しかしながら、右最終判断の基礎となった事実認定に根本的な誤りのあることは前記したとおりであり、申立人と相手方の信頼関係が失われているとか、婚姻関係が破綻しているというようなことも全然ありえない。この点はとくに調停委員に対し相手方が離婚は考えていないと明言していたこととも完全に食い違っているし、原審判の判断は余りにも性急である。

まして破綻の原因が主として申立人の行状にあり、相手方が同居に応じないことにつき正当な理由があるかのような判断に至っては、独断以外の何ものでもなく、全く論外である。

原審判は最終判断でわずかに、その原因が申立人に対してかたくなな相手方の父の態度にもあると判断しているが、全く意を尽くしておらず、どのような態度がかたくななのか本来当然指摘できて然るべきはずの具体的な事実は、あえて指摘せずに済ませてしまっている。

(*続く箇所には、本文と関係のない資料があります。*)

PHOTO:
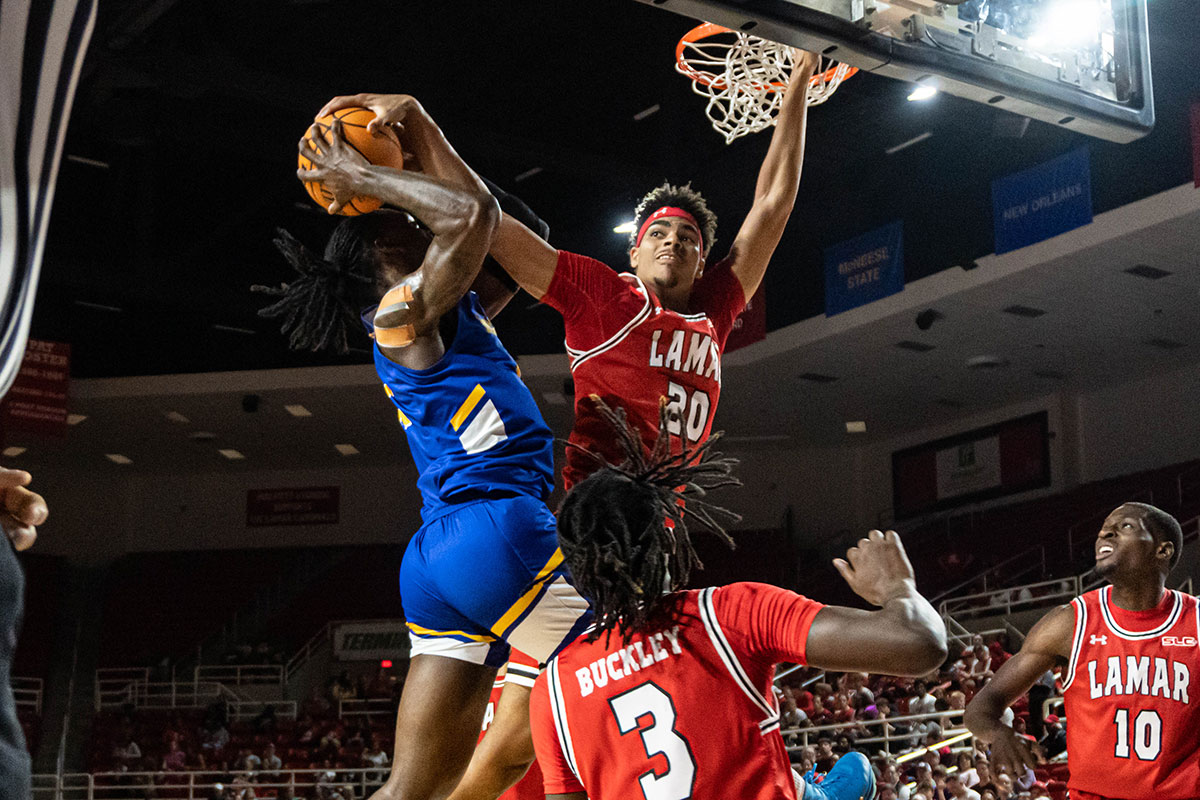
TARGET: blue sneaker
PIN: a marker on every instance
(851, 779)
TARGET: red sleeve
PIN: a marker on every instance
(771, 624)
(556, 775)
(580, 280)
(719, 294)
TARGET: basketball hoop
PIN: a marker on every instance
(744, 77)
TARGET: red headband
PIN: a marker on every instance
(670, 211)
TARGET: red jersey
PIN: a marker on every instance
(522, 669)
(631, 352)
(1132, 729)
(683, 713)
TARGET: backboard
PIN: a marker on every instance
(1078, 64)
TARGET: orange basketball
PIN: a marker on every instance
(381, 149)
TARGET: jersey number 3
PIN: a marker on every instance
(658, 738)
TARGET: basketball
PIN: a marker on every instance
(381, 149)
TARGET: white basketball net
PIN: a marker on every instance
(744, 77)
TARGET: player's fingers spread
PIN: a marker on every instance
(27, 507)
(11, 477)
(22, 536)
(844, 569)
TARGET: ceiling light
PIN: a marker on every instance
(1146, 271)
(1029, 312)
(904, 145)
(97, 306)
(1068, 24)
(527, 174)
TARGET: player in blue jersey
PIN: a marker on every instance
(485, 569)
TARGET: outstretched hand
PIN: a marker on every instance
(877, 569)
(22, 510)
(333, 166)
(1009, 753)
(389, 109)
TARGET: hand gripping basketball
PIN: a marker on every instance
(391, 328)
(333, 149)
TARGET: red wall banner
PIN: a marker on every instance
(312, 505)
(37, 401)
(751, 325)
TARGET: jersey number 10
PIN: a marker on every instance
(1147, 734)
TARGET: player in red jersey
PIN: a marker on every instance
(1132, 657)
(671, 691)
(659, 331)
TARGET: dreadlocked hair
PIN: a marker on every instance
(682, 197)
(322, 305)
(624, 529)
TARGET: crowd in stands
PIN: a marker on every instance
(912, 758)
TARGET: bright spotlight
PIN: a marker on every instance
(1068, 24)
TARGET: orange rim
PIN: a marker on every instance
(709, 79)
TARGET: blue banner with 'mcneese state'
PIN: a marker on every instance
(864, 269)
(1043, 202)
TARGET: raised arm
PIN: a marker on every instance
(462, 224)
(520, 251)
(1047, 645)
(779, 180)
(904, 637)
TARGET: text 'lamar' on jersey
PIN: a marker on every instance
(629, 660)
(703, 356)
(1133, 678)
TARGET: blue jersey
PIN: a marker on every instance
(472, 423)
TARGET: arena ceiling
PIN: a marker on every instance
(180, 156)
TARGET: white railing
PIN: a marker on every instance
(882, 729)
(359, 783)
(367, 707)
(28, 693)
(997, 601)
(243, 674)
(121, 686)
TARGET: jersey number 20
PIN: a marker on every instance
(658, 737)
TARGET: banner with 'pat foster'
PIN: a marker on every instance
(312, 505)
(37, 400)
(864, 269)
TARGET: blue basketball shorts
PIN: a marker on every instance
(489, 575)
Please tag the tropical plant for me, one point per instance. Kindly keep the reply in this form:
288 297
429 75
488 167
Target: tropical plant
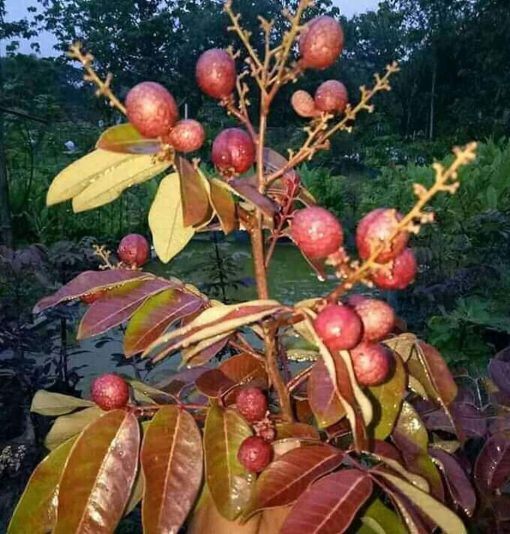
331 444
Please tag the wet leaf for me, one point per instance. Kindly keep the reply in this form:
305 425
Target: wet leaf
378 519
287 477
125 139
224 206
36 510
244 368
172 463
155 315
331 504
99 474
166 220
52 404
90 282
194 196
492 467
67 426
323 398
231 486
457 482
108 186
437 512
120 305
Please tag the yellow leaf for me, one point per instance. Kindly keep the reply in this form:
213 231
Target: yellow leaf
106 187
166 220
80 174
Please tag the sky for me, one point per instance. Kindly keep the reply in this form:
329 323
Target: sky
17 9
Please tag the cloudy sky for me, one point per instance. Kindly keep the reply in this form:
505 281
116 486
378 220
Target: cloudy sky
17 9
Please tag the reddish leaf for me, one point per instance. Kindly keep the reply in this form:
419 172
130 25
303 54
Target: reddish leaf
330 505
458 483
244 368
107 313
296 430
126 139
323 398
99 474
90 282
172 463
492 467
287 477
214 383
155 315
250 192
195 200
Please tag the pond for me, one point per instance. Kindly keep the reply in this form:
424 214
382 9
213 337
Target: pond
290 279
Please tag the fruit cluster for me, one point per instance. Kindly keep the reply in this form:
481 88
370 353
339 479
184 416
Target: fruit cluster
255 452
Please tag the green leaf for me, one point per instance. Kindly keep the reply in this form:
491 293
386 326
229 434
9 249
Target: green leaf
37 507
109 185
387 399
68 426
231 486
126 139
436 511
172 463
52 404
99 475
170 235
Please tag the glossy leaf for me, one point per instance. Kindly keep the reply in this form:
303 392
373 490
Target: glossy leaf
213 322
67 426
172 464
90 282
155 315
378 519
53 404
107 313
231 486
323 398
195 198
457 481
99 474
437 512
492 467
109 185
81 173
244 368
37 507
126 139
388 399
296 430
224 206
330 505
289 476
166 220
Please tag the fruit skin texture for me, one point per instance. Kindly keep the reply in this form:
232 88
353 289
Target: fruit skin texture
151 109
331 97
377 316
303 104
216 73
321 42
134 250
233 151
399 273
376 227
188 135
339 327
317 232
372 363
255 454
110 392
251 404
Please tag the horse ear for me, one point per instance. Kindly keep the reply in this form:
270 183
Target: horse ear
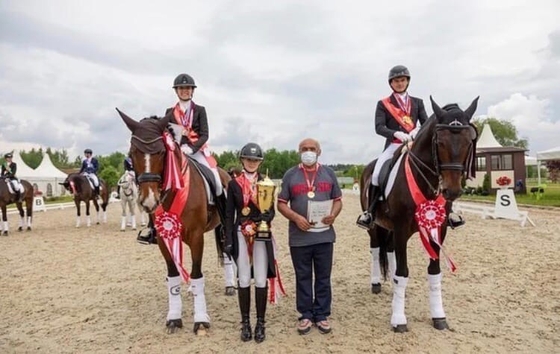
437 110
130 123
163 122
472 108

本件で同居が実現しなかったのは、申立人の行状とかが問題であったためではなく、専ら相手方の父が我子と我孫を手許に置きたいために、申立人の立場を全く無視して、申立人を遠ざけ、自らの勝手を通そうとしたこと、そして、相手方も申立人の妻であることを忘れてそれに盲従したことにすべての原因がある。

申立人と相手方はその同居中円満に婚姻生活を送っていたものであるし、同居を阻んだ真の原因も父親の態度にあったのであるから、相手方さえ父親に盲従せず、再び申立人との同居に踏み切りさえすれば、従前と同様の円満な婚姻生活を営むことは充分に可能なことである。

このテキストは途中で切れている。